El otro es de largo alcance, y complicado. Sabemos que esto puede repetirse, que el cambio climático, el calentamiento del mar y del aire, especialmente en la región mediterránea, las condiciones geográficas de la zona, y tantos otros factores que pueden aumentar el riesgo, están ahí. Sabemos que hay muchos lugares habitados que llevan siglos asentados a la vera de barrancos y ramblas; incluso que tenían experiencia de riadas o inundaciones menos graves con las que habían convivido con relativa frecuencia. Ni lo uno, ni lo otro, tiene fácil arreglo completo a corto plazo; hará falta una planificación rigurosa, realista y eficaz sobre cómo disminuir los riesgos en la mayor medida posible. Ponerse a ello ya era urgente, pero se ha hecho ya inaplazable.

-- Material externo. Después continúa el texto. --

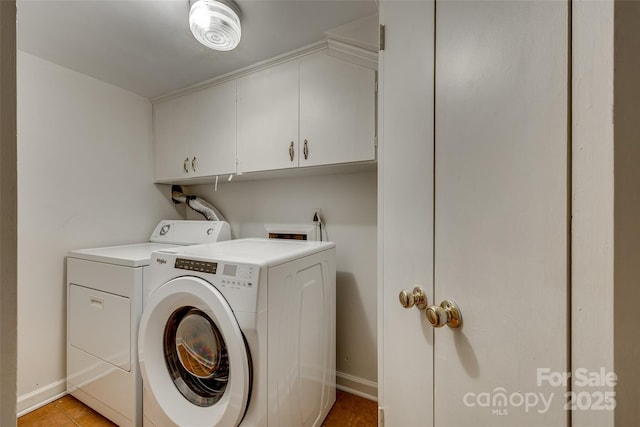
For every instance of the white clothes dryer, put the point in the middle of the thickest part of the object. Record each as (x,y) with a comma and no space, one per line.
(104,305)
(240,333)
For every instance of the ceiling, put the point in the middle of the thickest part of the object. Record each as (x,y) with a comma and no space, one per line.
(146,47)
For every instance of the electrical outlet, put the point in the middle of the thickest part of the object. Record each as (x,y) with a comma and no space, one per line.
(316,211)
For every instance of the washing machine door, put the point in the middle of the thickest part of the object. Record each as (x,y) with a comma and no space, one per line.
(194,361)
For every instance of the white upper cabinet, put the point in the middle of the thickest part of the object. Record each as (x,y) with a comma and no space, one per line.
(195,134)
(337,111)
(316,110)
(309,110)
(268,119)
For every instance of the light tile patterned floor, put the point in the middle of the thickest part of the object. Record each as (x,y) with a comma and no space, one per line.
(349,411)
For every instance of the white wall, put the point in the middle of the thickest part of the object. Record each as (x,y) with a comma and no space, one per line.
(8,213)
(348,203)
(84,180)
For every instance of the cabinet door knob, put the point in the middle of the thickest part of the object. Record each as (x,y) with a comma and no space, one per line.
(447,313)
(417,298)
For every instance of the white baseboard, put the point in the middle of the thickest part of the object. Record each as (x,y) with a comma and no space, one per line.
(357,386)
(35,399)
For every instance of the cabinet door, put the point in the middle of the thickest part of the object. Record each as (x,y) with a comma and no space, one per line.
(195,134)
(495,198)
(268,119)
(337,111)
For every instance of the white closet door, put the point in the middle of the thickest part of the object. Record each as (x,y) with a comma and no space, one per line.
(501,221)
(405,174)
(474,208)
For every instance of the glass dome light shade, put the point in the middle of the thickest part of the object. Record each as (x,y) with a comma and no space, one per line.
(215,24)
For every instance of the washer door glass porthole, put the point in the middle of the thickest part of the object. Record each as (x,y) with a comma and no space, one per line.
(196,356)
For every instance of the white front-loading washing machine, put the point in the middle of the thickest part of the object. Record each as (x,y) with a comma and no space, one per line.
(104,305)
(240,333)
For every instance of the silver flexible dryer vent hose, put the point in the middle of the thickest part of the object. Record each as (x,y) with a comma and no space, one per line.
(196,203)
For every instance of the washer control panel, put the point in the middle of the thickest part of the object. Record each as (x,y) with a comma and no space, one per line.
(195,265)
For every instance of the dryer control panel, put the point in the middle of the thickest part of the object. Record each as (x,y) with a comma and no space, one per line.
(238,275)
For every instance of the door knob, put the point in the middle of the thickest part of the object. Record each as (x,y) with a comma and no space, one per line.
(417,298)
(447,313)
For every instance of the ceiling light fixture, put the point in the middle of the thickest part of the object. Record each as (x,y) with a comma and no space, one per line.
(215,23)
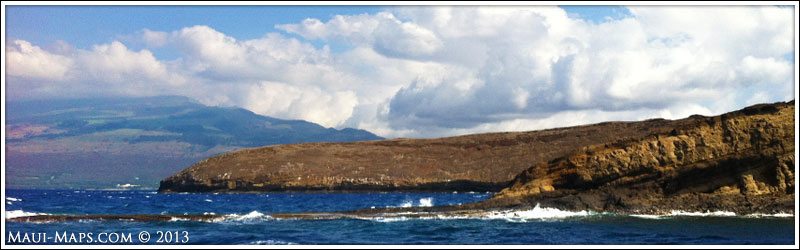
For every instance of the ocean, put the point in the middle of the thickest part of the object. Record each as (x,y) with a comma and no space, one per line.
(247,222)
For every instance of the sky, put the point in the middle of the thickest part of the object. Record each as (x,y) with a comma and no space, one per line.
(412,71)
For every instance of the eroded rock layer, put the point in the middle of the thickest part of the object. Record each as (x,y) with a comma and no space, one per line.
(743,161)
(481,162)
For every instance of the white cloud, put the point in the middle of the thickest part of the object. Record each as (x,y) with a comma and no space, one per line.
(26,60)
(155,38)
(437,71)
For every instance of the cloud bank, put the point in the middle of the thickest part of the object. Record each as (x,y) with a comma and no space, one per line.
(440,71)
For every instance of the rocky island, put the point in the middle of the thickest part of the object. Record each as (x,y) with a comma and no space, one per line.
(480,162)
(741,162)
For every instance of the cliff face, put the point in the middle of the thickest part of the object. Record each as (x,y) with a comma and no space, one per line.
(742,161)
(482,162)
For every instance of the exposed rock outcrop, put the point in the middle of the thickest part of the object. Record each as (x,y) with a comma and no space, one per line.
(481,162)
(742,161)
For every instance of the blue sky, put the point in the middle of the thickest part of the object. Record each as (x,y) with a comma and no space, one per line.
(419,71)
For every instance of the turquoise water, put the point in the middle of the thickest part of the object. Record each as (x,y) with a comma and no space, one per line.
(247,223)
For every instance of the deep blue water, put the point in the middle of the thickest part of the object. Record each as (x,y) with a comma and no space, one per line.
(250,228)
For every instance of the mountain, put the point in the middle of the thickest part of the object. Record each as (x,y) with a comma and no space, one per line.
(481,162)
(741,162)
(102,142)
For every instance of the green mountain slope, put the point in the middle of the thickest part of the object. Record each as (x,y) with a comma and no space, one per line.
(102,142)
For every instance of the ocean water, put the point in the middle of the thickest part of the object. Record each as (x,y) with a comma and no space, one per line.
(247,223)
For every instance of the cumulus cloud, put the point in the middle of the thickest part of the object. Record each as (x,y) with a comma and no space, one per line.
(439,70)
(26,60)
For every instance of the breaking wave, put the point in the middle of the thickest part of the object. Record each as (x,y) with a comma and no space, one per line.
(254,216)
(20,213)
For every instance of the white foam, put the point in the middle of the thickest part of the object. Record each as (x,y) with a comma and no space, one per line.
(537,213)
(271,242)
(779,215)
(253,216)
(701,214)
(648,216)
(20,213)
(426,202)
(390,219)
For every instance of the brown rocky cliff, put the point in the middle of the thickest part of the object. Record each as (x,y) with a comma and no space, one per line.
(481,162)
(742,161)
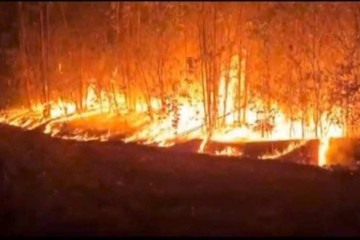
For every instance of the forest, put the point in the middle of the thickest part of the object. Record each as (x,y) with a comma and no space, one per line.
(225,71)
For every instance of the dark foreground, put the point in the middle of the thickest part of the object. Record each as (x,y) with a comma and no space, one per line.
(56,187)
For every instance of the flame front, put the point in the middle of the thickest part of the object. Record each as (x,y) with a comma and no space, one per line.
(183,120)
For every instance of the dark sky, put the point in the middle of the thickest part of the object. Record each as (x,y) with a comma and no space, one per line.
(8,37)
(8,31)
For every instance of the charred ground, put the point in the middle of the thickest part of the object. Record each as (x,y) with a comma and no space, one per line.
(56,187)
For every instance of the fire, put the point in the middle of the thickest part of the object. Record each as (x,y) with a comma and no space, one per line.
(323,150)
(229,151)
(183,120)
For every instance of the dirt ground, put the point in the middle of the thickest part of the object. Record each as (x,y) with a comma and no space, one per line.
(55,187)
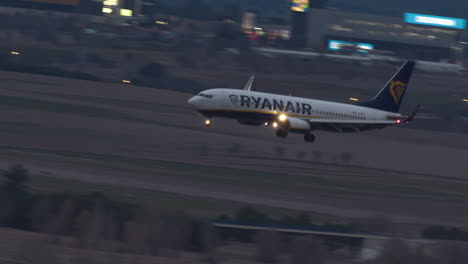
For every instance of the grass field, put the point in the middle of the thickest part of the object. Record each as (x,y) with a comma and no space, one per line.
(148,146)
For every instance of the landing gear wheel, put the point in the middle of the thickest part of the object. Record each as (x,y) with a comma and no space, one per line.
(281,132)
(309,138)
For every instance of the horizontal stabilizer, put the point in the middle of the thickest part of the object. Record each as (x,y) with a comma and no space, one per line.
(248,86)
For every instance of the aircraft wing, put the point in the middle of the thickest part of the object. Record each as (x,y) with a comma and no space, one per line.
(345,126)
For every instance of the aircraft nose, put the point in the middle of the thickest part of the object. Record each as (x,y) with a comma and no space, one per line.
(192,101)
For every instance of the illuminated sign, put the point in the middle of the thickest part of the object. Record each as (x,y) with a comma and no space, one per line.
(337,45)
(300,5)
(56,2)
(126,12)
(110,3)
(436,21)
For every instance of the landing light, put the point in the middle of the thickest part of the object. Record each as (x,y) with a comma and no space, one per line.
(282,117)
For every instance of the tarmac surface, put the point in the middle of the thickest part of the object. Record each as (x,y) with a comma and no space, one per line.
(151,139)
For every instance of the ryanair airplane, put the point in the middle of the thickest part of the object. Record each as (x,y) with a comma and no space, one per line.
(288,114)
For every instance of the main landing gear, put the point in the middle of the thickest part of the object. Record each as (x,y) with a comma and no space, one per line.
(308,137)
(282,132)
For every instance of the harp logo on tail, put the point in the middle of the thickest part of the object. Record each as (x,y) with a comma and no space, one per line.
(397,89)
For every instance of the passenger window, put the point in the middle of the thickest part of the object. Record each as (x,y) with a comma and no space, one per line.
(209,96)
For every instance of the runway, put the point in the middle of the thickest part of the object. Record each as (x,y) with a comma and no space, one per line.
(151,139)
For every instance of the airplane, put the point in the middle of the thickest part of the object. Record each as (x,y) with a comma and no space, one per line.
(289,114)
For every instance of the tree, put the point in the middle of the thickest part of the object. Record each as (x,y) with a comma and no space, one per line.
(280,152)
(61,224)
(318,155)
(15,178)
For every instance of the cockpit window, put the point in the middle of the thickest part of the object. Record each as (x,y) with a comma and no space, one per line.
(209,96)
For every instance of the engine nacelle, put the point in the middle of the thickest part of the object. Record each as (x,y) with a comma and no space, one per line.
(298,125)
(249,123)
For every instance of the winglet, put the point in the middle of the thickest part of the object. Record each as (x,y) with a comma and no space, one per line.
(248,86)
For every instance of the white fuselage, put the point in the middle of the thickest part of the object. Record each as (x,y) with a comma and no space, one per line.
(241,104)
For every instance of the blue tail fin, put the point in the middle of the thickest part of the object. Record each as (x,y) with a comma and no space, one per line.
(390,97)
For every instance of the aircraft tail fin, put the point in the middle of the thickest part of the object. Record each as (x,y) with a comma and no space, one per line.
(390,97)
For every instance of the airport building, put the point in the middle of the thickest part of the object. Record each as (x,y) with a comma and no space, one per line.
(124,8)
(413,36)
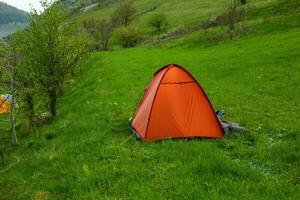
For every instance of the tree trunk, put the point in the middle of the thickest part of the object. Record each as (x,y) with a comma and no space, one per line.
(232,18)
(1,151)
(30,111)
(12,106)
(52,102)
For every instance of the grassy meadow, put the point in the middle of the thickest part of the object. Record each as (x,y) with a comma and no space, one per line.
(89,151)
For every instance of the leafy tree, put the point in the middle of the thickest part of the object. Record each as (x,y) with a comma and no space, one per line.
(124,14)
(159,22)
(53,46)
(10,63)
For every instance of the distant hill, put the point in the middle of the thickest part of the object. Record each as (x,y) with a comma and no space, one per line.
(9,18)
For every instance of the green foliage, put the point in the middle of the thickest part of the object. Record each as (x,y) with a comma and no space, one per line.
(127,36)
(9,14)
(100,31)
(159,22)
(53,48)
(124,14)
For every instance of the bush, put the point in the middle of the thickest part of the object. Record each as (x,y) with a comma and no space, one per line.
(159,22)
(124,14)
(127,36)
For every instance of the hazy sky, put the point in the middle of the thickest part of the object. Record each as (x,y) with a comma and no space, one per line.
(24,4)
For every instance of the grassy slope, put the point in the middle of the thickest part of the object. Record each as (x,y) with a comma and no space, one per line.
(255,79)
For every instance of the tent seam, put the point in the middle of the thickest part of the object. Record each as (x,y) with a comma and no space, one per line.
(148,122)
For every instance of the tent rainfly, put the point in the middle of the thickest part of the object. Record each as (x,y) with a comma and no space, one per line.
(174,105)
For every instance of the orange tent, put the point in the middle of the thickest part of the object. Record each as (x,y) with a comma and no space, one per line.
(4,105)
(175,106)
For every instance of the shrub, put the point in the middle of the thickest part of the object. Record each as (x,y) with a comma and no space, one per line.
(124,14)
(127,36)
(159,22)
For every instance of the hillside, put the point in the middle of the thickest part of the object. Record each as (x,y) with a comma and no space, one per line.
(9,18)
(88,152)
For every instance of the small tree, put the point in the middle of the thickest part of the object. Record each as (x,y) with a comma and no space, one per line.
(159,22)
(106,28)
(10,64)
(232,17)
(124,14)
(127,36)
(53,48)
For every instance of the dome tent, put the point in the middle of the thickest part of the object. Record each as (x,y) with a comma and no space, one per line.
(174,105)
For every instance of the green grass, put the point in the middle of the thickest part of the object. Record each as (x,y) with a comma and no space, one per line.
(82,155)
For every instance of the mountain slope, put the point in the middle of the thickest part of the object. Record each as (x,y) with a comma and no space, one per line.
(89,152)
(9,18)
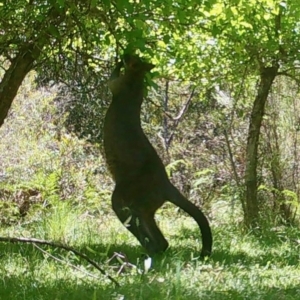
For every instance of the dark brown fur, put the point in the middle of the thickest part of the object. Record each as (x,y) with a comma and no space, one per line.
(142,185)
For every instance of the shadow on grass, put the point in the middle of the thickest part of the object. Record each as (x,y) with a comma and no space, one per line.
(134,286)
(25,287)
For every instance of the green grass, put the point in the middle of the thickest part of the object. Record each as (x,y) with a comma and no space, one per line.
(243,266)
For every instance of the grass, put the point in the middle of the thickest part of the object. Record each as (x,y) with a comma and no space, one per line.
(242,266)
(63,188)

Y será, en fin, necesario que la colaboración pública y privada acompañe; que la política, las competencias respectivas, la colaboración institucional, la disposición a alcanzar grandes acuerdos, sean elementos favorables y no obstáculos. Porque estos días hubo de todo en medio de la catástrofe; y ya quedó claro que ni los intentos de eludir responsabilidades, ni las tentaciones de obtener rentabilidad política, mezclan bien con la desgracia.